Re: New member thoughts on being "cured"

Postby ANDRETEXAS » Sat Feb 01, 2020 12:27 pm

I don't use the term "cured" in reference to my bouts with two forms of cancer. I've adjusted my mind to not think of it on a daily basis. I have definitely made adjustments to my life as far a diet and exercise is concerned. I prefer to say there is "no evidence of disease" in the context of my cancers. I think dwelling on cancer and the word "cure" CAN be debilitating in attempting to live a cancer-free life. I don't begrudge or condemn or disapprove of anyone using any term they like for their situation. I just find it more desirable for myself to live my life the best I can for ME. The subject of cancer is relegated to when I see it on TV or someone asks me about it. But as soon as it's discussed, I go back to the mindset of living the life I want, but also remembering, as stated earlier, that there were patients who didn't get to ring the bell after chemo. I talk to myself positively about being healthy and things i can do to stay that way, and so far my mind and body have cooperated. In the recesses of my mind I know I could get cancer a third time. But for me, that's something I will worry about if it ever occurs. Party on Garth! Party on Wayne! Peace and health to all !!
2/10/14 - Colon resect
2/13 - DX- Stage IIIb
6 of 18 lymph nodes cancerous
3/7 - Port placed
3/11 - FOLFOX (12 rds w/full oxi)
8/14 - Chemo finish
8/25 - CT- Inc
9/5 - clean PET
12/10- clean CT

3/2/15 - Clean colonoscopy & port removed
3/4 - clean CT
9/21- clean CT

3/23/16 - clean CT

2/22/17- clean CT

3/21/18 - clean CT
4/1 - clean colonoscopy

3/11/19 - clean CT
9/23 - Five-year release - Annual visits now !
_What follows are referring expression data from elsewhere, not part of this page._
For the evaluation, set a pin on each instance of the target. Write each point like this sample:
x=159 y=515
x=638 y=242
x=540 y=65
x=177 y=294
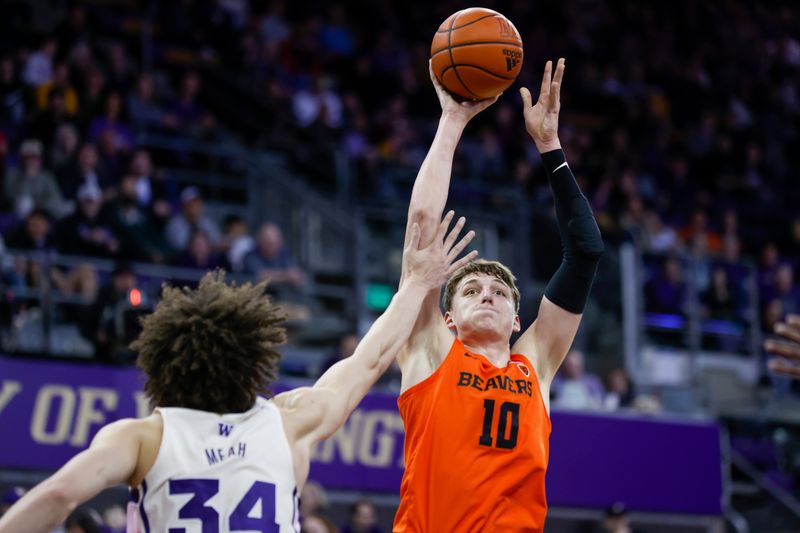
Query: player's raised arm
x=320 y=410
x=561 y=309
x=110 y=460
x=430 y=336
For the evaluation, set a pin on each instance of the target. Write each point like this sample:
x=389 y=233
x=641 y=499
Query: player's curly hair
x=211 y=348
x=481 y=266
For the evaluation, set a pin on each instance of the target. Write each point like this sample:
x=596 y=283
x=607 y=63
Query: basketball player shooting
x=214 y=451
x=475 y=410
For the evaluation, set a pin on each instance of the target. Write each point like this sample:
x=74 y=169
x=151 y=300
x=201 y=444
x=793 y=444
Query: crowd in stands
x=684 y=145
x=690 y=155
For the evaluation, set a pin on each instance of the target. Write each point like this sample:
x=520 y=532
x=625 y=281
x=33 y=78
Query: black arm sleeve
x=581 y=243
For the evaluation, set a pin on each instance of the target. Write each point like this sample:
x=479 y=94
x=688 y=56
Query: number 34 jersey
x=476 y=449
x=219 y=473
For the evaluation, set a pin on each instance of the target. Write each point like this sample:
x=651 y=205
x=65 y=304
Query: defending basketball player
x=213 y=450
x=476 y=409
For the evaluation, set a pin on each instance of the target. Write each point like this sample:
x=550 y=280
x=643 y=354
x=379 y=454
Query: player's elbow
x=59 y=494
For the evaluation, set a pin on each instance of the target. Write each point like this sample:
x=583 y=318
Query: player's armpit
x=548 y=339
x=110 y=460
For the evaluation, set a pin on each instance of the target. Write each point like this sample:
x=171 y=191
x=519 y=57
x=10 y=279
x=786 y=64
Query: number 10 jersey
x=476 y=449
x=220 y=473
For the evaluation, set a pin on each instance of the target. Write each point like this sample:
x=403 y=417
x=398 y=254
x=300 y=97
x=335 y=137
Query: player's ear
x=448 y=320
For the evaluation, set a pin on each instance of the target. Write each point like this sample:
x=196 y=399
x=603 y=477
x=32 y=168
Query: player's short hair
x=211 y=348
x=481 y=266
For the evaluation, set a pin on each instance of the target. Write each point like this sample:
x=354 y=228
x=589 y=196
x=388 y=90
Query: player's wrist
x=548 y=146
x=454 y=117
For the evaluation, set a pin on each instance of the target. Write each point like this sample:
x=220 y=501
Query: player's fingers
x=784 y=368
x=413 y=244
x=453 y=235
x=443 y=225
x=461 y=262
x=526 y=97
x=544 y=90
x=555 y=98
x=788 y=332
x=786 y=349
x=559 y=75
x=459 y=247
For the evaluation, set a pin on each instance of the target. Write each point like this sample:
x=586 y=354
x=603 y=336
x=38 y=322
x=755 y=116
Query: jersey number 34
x=240 y=519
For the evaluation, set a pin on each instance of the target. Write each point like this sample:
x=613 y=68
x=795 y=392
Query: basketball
x=476 y=53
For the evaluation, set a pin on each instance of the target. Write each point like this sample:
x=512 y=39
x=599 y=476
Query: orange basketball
x=476 y=53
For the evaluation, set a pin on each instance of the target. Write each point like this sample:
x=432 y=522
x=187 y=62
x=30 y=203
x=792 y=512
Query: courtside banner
x=50 y=410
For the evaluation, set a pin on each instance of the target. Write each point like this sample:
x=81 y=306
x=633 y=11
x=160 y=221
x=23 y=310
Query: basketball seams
x=454 y=65
x=467 y=24
x=452 y=61
x=448 y=47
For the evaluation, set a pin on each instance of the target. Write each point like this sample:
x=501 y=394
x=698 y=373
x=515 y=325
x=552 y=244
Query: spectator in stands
x=236 y=242
x=64 y=153
x=93 y=96
x=139 y=236
x=363 y=518
x=666 y=292
x=87 y=231
x=200 y=254
x=658 y=236
x=12 y=94
x=84 y=172
x=101 y=325
x=191 y=219
x=315 y=523
x=39 y=67
x=31 y=186
x=574 y=388
x=150 y=187
x=272 y=259
x=111 y=121
x=33 y=234
x=721 y=300
x=144 y=110
x=620 y=390
x=192 y=118
x=61 y=82
x=785 y=289
x=43 y=124
x=321 y=105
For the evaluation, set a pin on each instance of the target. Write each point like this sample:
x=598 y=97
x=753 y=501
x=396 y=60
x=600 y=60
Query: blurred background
x=146 y=142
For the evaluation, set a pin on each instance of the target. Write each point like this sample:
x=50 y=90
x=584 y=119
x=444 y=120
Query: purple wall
x=49 y=411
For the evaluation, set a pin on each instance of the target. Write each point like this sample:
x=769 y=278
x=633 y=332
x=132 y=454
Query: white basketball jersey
x=220 y=473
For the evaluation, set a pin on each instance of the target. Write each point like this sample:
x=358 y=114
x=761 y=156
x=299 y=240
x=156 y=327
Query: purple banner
x=51 y=410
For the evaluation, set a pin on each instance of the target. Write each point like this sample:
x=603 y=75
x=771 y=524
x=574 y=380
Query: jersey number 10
x=507 y=409
x=203 y=490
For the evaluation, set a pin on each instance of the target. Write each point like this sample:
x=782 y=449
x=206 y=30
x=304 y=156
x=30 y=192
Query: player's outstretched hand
x=788 y=347
x=450 y=106
x=432 y=266
x=541 y=119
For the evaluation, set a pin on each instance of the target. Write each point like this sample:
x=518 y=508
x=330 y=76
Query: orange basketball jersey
x=476 y=449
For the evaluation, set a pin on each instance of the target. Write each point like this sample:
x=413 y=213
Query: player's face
x=483 y=305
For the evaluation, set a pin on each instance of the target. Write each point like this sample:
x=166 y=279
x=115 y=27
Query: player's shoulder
x=132 y=426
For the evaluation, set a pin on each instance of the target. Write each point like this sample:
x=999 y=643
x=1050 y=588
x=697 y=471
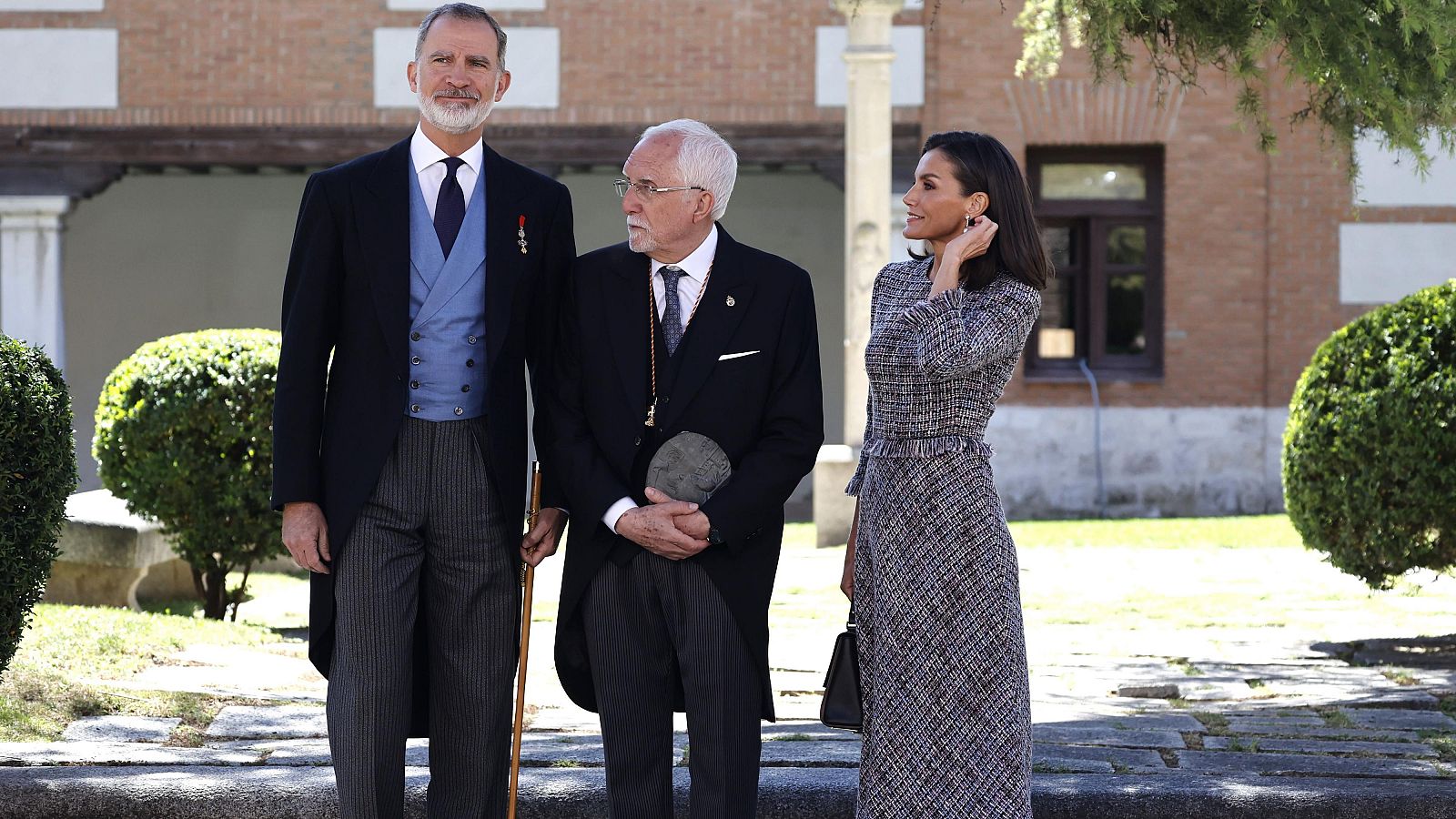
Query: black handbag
x=844 y=704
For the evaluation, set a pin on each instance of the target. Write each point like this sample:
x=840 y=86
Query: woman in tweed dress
x=931 y=564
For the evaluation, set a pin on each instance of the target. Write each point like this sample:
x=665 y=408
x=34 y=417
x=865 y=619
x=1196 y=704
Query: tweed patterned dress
x=941 y=643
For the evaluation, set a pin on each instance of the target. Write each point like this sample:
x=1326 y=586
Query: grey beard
x=642 y=242
x=455 y=120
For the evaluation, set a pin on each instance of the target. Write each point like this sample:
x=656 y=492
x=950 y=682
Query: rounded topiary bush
x=184 y=435
x=36 y=474
x=1370 y=446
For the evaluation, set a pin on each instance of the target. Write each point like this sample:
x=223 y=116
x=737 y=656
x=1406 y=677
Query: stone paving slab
x=303 y=753
x=785 y=793
x=812 y=753
x=1063 y=765
x=1135 y=722
x=121 y=729
x=1320 y=746
x=1299 y=732
x=1235 y=763
x=1133 y=760
x=1400 y=720
x=26 y=753
x=268 y=722
x=570 y=720
x=776 y=732
x=1107 y=736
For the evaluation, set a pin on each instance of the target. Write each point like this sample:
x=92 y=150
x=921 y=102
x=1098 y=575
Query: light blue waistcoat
x=446 y=314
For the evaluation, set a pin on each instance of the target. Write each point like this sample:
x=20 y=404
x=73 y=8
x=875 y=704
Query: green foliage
x=1380 y=66
x=36 y=472
x=184 y=435
x=1370 y=446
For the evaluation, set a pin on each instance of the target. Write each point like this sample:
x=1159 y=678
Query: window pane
x=1127 y=244
x=1057 y=337
x=1126 y=334
x=1092 y=181
x=1060 y=245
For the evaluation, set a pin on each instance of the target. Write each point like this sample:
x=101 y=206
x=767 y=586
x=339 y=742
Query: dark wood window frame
x=1091 y=273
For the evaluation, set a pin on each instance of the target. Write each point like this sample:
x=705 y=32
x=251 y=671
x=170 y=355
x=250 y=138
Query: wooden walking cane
x=528 y=581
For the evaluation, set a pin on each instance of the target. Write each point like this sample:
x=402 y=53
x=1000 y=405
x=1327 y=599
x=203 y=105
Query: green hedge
x=184 y=435
x=36 y=474
x=1370 y=446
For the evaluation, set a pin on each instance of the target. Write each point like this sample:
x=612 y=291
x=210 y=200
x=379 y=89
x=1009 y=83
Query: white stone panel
x=1390 y=178
x=53 y=5
x=1161 y=460
x=906 y=73
x=491 y=5
x=1383 y=263
x=58 y=69
x=531 y=55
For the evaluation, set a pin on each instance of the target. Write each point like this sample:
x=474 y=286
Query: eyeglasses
x=642 y=188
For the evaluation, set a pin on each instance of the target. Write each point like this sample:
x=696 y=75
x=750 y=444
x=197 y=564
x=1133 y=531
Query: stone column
x=866 y=239
x=31 y=271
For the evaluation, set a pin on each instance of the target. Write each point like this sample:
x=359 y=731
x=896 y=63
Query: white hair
x=703 y=157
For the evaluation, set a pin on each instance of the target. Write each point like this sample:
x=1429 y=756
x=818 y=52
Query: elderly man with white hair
x=670 y=564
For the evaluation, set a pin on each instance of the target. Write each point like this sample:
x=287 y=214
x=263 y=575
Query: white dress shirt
x=430 y=167
x=695 y=268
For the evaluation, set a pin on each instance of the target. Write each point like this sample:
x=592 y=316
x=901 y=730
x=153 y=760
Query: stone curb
x=785 y=793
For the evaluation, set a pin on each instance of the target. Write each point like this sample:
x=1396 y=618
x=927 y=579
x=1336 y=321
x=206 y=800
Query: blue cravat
x=673 y=312
x=450 y=206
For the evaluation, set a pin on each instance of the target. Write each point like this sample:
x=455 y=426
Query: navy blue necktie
x=450 y=206
x=673 y=309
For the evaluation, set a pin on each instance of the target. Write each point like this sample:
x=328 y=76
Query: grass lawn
x=44 y=690
x=1167 y=574
x=1097 y=581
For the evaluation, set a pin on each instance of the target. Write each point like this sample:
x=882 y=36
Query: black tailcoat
x=763 y=409
x=342 y=373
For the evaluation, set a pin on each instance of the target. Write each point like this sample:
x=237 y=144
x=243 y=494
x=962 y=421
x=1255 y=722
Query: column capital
x=79 y=179
x=33 y=213
x=855 y=7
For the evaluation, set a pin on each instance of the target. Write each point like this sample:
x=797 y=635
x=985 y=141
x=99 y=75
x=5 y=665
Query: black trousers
x=433 y=531
x=652 y=625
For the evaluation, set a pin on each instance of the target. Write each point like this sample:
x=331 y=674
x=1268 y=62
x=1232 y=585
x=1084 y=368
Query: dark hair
x=982 y=164
x=463 y=12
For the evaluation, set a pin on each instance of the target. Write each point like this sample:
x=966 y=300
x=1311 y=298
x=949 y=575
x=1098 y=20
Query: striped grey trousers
x=431 y=542
x=654 y=625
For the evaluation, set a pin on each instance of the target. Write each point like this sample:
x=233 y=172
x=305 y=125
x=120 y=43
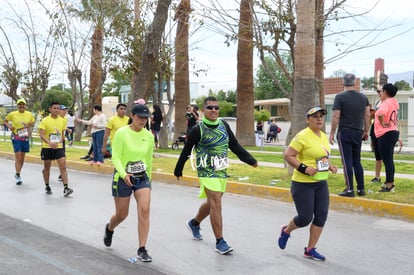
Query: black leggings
x=386 y=145
x=311 y=201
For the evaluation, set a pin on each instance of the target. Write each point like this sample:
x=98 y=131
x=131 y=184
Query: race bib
x=323 y=169
x=322 y=164
x=135 y=167
x=57 y=138
x=219 y=162
x=23 y=132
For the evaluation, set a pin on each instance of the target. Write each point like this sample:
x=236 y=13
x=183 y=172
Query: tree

4/13/23 - clean colonoscopy

ONE DAY AT A TIME !

zx10guy
Posts: 233
Joined: Mon Jan 07, 2013 12:54 pm

Re: New member thoughts on being "cured"

Postby zx10guy » Sat Feb 01, 2020 2:48 pm

I agree with the others on the topic of using the word "cured". I appreciate doctors being very optimistic as this is really needed for cancer patients who are in an extremely vulnerable situation. But I feel it was irresponsible for your doctor to use "cured" with you; especially at such an early stage in your treatment. NED (no evidence of disease) should have been the proper term and what your doctor should have used.

You'll see discussions as to when one might be considered "cured". The golden mile marker is 5 years. Many doctors feel when you cross that threshold, your chances of having cancer again falls in line with the general population. But I've learned that even past 5 years...10 years even, that this wretched disease can still make an appearance.